Real-world application: This is the foundation for building legal research tools, compliance systems, and case analytics platforms.


Setup Your Environment

Step 1: Clone the Repository

Open your terminal and run:

# Clone the JuDDGES repository
git clone https://github.com/pwr-ai/JuDDGES.git
cd JuDDGES

Expected output:

Cloning into 'JuDDGES'...
remote: Enumerating objects: 1234, done.
remote: Counting objects: 100% (1234/1234), done.

Step 2: Run Automated Setup

# Linux/macOS
./setup.sh

# Windows
setup.bat

This script will:

  • Create a virtual environment in .venv/
  • Install all Python dependencies
  • Set up pre-commit hooks
  • Configure Git LFS for large files

Expected output:

✓ Creating virtual environment
✓ Installing dependencies
✓ Setting up pre-commit hooks
✓ JuDDGES setup complete!

Step 3: Activate Virtual Environment

# Linux/macOS
source .venv/bin/activate

# Windows
.venv\Scripts\activate

Your prompt should now show (.venv) indicating the environment is active.

Step 4: Set Environment Variables

Create a .env file in the project root:

# Create .env file
touch .env

Add your API keys (optional for this tutorial):

# For Gemini extraction (optional for now)
GOOGLE_API_KEY=your-google-api-key-here

# For GPU acceleration (optional)
CUDA_VISIBLE_DEVICES=0
NUM_PROC=10

Tip: You can skip the API key for now and add it later when we do extraction.


Step 1: Load Your First Dataset

Understanding JuDDGES Datasets

JuDDGES provides pre-built datasets of Polish and English legal documents.
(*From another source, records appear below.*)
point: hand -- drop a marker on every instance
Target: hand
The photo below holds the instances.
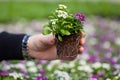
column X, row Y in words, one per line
column 43, row 47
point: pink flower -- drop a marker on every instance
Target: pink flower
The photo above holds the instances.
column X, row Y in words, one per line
column 80, row 17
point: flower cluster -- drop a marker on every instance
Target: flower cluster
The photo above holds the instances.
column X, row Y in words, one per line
column 62, row 23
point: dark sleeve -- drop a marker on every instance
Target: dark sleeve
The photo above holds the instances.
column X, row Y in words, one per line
column 10, row 46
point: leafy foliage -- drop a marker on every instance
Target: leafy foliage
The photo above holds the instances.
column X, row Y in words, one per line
column 62, row 23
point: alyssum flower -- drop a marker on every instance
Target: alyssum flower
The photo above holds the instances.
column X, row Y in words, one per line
column 67, row 28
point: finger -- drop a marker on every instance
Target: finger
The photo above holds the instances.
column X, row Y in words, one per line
column 82, row 41
column 81, row 49
column 83, row 34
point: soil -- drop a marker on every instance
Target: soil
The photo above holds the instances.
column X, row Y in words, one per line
column 68, row 47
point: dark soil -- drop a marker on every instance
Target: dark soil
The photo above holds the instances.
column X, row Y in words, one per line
column 68, row 47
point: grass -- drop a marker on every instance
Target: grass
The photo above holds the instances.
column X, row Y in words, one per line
column 13, row 11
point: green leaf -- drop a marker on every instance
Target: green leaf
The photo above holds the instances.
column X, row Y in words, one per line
column 65, row 32
column 46, row 32
column 46, row 25
column 59, row 38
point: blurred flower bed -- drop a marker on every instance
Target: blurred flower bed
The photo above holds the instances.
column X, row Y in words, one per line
column 100, row 60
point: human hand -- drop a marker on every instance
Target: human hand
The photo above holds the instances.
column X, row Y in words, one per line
column 43, row 47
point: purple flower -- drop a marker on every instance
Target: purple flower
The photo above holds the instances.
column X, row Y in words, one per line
column 41, row 78
column 43, row 72
column 80, row 17
column 93, row 79
column 92, row 59
column 101, row 74
column 95, row 76
column 4, row 74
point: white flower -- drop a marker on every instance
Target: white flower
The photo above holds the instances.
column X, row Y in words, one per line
column 62, row 14
column 106, row 66
column 97, row 65
column 61, row 6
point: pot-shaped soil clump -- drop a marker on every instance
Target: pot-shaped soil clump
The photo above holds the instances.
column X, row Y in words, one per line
column 68, row 47
column 67, row 28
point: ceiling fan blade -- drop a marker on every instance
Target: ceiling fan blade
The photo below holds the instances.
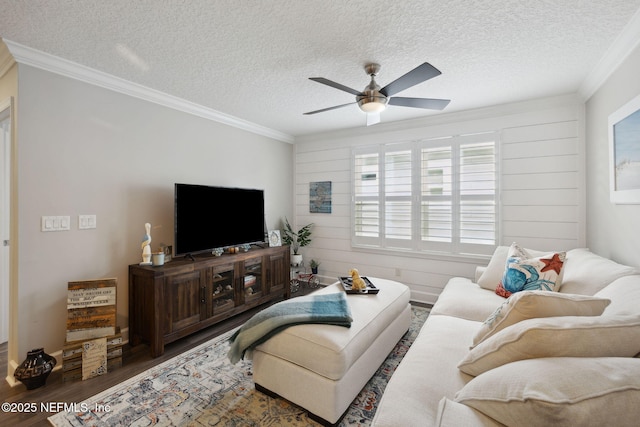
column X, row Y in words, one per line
column 373, row 118
column 428, row 103
column 335, row 85
column 419, row 74
column 328, row 109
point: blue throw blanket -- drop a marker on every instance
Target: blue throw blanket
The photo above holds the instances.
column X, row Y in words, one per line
column 331, row 309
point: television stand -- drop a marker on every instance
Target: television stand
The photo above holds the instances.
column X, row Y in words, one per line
column 183, row 296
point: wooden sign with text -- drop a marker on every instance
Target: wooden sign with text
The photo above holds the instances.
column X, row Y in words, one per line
column 91, row 309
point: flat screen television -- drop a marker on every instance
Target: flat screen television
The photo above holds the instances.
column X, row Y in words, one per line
column 209, row 217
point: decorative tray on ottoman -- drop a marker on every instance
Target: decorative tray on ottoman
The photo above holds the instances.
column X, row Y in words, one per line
column 346, row 282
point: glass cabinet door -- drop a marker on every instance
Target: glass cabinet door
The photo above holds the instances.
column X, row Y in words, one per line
column 253, row 283
column 221, row 286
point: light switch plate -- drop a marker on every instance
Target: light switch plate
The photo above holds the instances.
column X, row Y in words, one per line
column 56, row 223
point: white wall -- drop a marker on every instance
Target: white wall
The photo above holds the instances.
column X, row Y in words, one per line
column 613, row 230
column 87, row 150
column 542, row 180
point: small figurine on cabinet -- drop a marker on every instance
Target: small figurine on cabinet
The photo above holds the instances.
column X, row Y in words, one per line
column 146, row 245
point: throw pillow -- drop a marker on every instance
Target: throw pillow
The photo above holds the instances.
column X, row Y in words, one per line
column 492, row 274
column 567, row 336
column 533, row 304
column 526, row 273
column 559, row 391
column 494, row 270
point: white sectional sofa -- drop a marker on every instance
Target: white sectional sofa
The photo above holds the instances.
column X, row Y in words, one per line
column 540, row 358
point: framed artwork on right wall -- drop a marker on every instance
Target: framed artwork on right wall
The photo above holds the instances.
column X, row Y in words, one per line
column 624, row 153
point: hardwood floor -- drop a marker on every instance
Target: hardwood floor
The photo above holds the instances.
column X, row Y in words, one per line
column 135, row 360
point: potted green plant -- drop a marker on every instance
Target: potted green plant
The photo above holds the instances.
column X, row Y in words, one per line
column 314, row 266
column 296, row 239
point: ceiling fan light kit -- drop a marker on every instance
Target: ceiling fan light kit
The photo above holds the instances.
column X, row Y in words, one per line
column 373, row 100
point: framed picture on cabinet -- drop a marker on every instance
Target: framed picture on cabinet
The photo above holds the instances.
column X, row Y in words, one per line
column 624, row 153
column 274, row 238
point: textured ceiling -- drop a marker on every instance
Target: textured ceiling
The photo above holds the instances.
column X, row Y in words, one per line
column 252, row 59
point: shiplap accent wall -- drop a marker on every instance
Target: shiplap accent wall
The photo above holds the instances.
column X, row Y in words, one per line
column 542, row 187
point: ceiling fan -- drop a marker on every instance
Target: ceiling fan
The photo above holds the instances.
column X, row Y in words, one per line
column 372, row 100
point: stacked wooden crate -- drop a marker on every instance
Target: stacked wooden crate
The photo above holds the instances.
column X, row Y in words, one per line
column 94, row 343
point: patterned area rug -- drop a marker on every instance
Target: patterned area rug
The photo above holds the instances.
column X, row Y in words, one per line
column 202, row 388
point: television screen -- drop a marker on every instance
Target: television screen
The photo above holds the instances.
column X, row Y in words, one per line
column 208, row 217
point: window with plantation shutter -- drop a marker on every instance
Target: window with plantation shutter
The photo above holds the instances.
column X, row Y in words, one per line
column 436, row 195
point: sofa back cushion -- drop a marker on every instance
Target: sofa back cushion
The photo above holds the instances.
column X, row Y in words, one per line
column 567, row 336
column 559, row 391
column 532, row 304
column 586, row 273
column 624, row 294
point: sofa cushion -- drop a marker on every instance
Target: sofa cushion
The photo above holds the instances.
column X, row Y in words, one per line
column 454, row 414
column 624, row 294
column 526, row 272
column 563, row 391
column 464, row 299
column 587, row 273
column 533, row 304
column 568, row 336
column 427, row 373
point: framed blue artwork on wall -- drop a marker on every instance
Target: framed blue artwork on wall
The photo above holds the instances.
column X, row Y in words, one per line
column 624, row 153
column 320, row 197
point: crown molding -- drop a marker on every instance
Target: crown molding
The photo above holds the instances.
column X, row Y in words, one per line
column 621, row 48
column 44, row 61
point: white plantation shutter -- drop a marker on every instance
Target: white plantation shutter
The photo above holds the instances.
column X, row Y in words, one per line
column 437, row 195
column 398, row 197
column 366, row 198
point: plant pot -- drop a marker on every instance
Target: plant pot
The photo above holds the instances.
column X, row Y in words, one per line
column 35, row 369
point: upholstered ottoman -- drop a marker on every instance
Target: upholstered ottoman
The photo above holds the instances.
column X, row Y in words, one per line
column 322, row 368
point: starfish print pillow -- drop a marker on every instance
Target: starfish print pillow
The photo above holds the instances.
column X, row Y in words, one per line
column 526, row 273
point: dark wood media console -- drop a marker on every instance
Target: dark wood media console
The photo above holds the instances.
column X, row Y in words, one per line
column 183, row 296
Let's start with a sample dataset.

Create Your First Script

Create a new file called my_first_analysis.py:

"""My First Legal Document Analysis with JuDDGES."""

from datasets import load_dataset
from rich.console import Console
from rich.table import Table

# Initialize rich console for beautiful output
console = Console()

# Step 1: Load a sample dataset
console.print("[bold blue]Loading Polish court decisions dataset...[/bold blue]")
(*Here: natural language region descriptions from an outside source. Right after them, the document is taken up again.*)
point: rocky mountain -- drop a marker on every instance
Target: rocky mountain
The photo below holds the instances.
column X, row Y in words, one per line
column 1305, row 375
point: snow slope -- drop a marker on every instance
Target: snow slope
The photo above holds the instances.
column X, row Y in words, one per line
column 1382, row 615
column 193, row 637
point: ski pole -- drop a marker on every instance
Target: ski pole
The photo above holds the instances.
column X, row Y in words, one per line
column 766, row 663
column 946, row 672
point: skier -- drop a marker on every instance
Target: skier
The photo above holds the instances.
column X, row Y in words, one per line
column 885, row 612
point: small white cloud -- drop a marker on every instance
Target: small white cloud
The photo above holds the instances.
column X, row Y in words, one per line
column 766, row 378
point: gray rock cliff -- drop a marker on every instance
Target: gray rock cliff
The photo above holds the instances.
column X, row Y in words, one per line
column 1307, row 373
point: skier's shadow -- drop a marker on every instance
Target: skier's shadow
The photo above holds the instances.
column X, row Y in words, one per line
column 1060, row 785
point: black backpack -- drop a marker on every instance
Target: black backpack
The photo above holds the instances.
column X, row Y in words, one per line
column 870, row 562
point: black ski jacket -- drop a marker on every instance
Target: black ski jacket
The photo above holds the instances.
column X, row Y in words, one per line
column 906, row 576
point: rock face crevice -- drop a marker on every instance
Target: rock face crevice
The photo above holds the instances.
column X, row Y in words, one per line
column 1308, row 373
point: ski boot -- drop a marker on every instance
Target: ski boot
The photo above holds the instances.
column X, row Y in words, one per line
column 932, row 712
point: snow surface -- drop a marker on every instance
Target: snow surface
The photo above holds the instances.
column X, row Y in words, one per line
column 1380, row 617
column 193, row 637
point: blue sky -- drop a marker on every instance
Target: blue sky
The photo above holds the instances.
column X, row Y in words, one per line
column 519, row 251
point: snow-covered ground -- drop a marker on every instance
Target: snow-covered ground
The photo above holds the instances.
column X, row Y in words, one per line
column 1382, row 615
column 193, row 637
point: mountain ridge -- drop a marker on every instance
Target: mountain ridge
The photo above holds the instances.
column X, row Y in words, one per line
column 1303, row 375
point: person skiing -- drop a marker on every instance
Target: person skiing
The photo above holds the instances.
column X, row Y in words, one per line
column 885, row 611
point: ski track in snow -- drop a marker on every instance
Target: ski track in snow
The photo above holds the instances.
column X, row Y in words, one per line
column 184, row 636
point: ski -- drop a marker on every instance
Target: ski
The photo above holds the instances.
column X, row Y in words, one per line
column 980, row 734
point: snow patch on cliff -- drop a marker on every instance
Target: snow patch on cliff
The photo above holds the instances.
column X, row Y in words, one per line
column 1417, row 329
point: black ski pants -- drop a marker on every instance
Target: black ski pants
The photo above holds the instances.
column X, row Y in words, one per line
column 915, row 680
# Load a small sample for quick experimentation
dataset = load_dataset(
    "JuDDGES/pl-court-raw-sample",
    split="train[:100]"  # Load only first 100 documents
)

console.print(f"[green]✓ Loaded {len(dataset)} documents[/green]")

# Step 2: Explore the dataset structure
console.print("\n[bold]Dataset Info:[/bold]")
console.print(f"Number of documents: {len(dataset)}")
console.print(f"Available fields: {list(dataset.features.keys())}")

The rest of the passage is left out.